I do believe as a little girl/female it is less socially acceptable to not have hair, but in no way undermines the emotional and social effect on a little boy/male. Alopecia is life altering and can break a person’s self esteem. The social stigma of this disease can be a very painful thing for sufferers. This has taught me that raising awareness of this disease is imperative. Treatment options are expensive and so are wigs. Awareness can help bring donations to organizations that are helping fund research for a cure or help fund resources like providing wigs and accessories for those suffering from this incurable disease. I also believe that there is great importance in not only alopecia awareness but of acceptance awareness, kindness awareness, giving awareness and above all LOVE awareness. We are all humans, and we are all guilty of judging somebody for something. Whether it’s something miniscule or something we may consider of immense proportions, we forget it is not our place and that we are not in their shoes. We all suffer either silently or publicly of something. It is our duty as humans to spread the message of love and kindness. You never know what battle someone is fighting. Words of encouragement, a hug, a card, and our most valuable asset our time, offer an immeasurable amount of support to someone in need. It is important to give of ourselves to others.
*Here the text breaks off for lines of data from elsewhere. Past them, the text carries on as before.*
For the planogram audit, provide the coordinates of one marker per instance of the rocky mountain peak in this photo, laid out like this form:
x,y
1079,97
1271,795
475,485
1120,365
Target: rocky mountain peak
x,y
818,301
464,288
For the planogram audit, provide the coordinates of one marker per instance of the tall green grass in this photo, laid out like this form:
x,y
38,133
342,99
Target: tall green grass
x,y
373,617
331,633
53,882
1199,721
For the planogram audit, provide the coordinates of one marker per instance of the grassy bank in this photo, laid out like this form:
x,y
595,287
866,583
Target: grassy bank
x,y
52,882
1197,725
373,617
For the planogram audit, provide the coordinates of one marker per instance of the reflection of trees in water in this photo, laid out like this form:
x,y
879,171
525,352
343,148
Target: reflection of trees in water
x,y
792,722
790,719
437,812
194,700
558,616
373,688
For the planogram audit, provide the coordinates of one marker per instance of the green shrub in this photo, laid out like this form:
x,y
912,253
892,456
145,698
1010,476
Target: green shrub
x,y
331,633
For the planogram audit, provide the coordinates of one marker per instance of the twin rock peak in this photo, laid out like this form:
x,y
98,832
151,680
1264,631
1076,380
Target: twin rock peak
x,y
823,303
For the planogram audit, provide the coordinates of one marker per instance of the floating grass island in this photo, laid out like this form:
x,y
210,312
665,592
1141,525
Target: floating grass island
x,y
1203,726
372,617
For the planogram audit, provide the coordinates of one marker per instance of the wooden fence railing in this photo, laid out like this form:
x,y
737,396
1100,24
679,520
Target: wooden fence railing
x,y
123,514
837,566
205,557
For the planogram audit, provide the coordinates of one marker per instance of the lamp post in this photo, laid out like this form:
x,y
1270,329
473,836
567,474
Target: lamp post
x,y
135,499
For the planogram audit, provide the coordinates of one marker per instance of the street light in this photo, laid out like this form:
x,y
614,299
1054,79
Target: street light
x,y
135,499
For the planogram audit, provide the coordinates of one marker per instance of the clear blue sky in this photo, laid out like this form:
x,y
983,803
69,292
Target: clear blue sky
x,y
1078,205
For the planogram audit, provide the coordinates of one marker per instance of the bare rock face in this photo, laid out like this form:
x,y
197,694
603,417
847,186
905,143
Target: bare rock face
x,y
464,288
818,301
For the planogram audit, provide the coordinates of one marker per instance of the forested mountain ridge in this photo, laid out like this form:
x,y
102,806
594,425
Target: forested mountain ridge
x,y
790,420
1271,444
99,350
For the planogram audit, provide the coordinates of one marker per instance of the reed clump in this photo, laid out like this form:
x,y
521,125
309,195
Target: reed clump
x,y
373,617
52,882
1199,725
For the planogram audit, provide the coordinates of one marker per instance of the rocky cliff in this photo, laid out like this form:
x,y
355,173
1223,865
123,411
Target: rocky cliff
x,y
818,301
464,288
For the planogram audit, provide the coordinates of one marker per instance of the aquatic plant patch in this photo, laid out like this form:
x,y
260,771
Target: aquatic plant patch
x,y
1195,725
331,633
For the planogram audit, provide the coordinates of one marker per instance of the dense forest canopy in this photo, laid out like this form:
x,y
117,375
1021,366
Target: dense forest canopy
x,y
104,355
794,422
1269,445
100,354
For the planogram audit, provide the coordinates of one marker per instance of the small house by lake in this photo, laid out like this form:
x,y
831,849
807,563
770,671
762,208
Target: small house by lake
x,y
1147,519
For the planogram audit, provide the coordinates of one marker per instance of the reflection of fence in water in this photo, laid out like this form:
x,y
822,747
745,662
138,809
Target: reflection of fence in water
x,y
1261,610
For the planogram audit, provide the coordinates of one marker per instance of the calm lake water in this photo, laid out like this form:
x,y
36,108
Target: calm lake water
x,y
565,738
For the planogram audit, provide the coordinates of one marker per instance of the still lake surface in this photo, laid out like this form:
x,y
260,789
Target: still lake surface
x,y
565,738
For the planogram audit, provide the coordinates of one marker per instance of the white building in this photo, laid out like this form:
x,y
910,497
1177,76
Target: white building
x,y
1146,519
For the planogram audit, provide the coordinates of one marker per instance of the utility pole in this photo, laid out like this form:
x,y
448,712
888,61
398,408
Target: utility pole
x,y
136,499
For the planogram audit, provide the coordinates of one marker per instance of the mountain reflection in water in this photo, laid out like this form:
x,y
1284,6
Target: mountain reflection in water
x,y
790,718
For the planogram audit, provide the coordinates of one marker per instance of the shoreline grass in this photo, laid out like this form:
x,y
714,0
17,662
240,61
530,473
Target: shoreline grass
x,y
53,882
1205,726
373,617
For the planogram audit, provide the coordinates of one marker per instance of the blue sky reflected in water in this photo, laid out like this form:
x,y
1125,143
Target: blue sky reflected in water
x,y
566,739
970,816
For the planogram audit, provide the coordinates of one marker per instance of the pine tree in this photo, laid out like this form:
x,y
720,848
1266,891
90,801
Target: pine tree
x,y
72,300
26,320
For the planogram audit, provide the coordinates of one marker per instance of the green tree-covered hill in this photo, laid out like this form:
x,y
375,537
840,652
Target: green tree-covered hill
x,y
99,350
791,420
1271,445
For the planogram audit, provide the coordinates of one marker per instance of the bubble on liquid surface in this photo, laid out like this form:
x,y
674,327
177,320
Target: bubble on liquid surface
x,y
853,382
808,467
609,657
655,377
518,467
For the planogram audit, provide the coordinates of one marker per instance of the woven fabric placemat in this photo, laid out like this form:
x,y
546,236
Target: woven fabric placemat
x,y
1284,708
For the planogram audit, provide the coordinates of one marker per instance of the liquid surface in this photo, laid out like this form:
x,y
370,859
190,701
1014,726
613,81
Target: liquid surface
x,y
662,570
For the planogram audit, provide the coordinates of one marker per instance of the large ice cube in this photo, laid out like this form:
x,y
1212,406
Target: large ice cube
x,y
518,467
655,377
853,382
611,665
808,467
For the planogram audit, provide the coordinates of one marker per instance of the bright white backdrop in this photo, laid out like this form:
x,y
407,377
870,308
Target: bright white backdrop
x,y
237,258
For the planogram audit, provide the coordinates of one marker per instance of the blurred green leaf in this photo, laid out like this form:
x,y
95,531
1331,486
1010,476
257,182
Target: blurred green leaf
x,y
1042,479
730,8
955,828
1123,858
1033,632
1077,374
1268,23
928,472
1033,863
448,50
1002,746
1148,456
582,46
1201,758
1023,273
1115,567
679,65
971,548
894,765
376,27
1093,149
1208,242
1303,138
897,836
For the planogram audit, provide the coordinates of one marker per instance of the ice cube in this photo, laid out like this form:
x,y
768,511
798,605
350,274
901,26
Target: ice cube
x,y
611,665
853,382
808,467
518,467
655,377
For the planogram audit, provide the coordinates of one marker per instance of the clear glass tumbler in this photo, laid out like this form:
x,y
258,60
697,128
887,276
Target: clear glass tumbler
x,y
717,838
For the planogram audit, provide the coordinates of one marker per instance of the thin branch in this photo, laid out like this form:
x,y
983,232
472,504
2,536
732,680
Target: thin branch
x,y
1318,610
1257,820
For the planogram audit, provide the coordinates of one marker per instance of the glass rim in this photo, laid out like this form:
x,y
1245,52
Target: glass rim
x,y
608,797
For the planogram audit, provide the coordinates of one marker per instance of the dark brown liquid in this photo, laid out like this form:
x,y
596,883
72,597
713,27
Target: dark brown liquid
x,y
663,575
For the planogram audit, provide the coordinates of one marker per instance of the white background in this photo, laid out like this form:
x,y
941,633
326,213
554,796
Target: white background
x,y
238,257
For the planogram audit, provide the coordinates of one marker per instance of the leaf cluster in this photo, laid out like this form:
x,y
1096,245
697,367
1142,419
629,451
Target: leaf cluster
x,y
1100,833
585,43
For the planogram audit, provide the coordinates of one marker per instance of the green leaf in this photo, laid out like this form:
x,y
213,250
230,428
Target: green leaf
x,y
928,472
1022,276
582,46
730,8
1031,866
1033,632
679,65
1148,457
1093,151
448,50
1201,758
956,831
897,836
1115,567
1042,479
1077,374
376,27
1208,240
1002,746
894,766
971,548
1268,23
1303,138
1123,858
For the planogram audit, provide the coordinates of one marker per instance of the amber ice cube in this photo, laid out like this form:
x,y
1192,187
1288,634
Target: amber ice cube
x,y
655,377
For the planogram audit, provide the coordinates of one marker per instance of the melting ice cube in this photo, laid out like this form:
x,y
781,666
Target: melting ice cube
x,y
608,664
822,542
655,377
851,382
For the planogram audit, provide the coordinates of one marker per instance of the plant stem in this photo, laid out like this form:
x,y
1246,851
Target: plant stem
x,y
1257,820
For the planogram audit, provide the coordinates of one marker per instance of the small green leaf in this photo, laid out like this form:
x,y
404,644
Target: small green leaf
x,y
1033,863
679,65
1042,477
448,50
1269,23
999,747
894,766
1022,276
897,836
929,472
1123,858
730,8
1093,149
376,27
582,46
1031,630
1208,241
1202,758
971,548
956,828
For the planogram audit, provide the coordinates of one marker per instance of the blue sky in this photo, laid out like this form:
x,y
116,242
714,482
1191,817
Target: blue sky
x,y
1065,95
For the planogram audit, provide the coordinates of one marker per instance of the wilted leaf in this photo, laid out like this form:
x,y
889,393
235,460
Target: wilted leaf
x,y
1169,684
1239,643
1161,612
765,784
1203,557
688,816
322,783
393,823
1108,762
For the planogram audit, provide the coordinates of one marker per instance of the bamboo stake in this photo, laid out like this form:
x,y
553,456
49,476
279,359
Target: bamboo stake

What is life without love? And what is love if you limit it? Love should be endless, unconditional and available to all of those around us. We are here for a very short amount of time, and we should all make the best of it. If our life is great, then why not do something to make someone else’s life that is not as fortunate just as great!? You deserve it, they deserve it…every single person on this earth deserves to be loved, accepted and cared for…. hair or no hair! AND guess what?!.. Even if there is no certainty that her hair will grow back, and if it does that it will stay...there is one thing that is 100 percent, unequivocally, unambiguously, and without ZERO percent of an ounce of doubt CERTAIN: my love! We can take comfort that of all the uncertainties in life, LOVE is something that is always CERTAIN!